Yorkshire urged to take in 50 refugees – at £20,000 a head
LEADERS OF local authorities in North Yorkshire have agreed to urge their councils to take part in the Government’s future refugee resettlement scheme from next year.
It comes after Home Secretary Sajid Javid confirmed the UK plans to resettle around 5,000 of the world’s most vulnerable refugees in the first year of the new scheme, adding to the near-16,000 resettled in the country since 2015 under the Vulnerable Persons Resettlement Scheme.
A meeting of Local Government North Yorkshire and York heard it had been proposed the county took a “more conservative target” of an average of 50 refugees being resettled each year due to a lack of available
and suitable housing in the county.
Officials said 50 people would equate to one per cent of the envisaged national programme of 5,000 refugees a year.

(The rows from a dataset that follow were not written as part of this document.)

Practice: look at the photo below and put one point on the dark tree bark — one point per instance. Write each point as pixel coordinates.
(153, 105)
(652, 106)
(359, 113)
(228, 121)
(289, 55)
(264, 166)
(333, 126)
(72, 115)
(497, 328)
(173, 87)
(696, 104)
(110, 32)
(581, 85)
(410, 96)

They told the meeting local authorities would receive £20,000 per refugee over five years, plus an additional amount to provide education for refugees aged 13 to 18.
Selby District Council leader Mark Crane warned against selecting a few families to move into an area at any one time, saying refugees often gravitated towards places with people from similar backgrounds.
Officers said of the 45 refugee families that had been resettled in North Yorkshire in recent years, seven had moved out of the county, the majority to be with their extended family elsewhere in the country.
Helen Grant, deputy leader of Richmondshire District Council, said the scheme had been very successful in the district.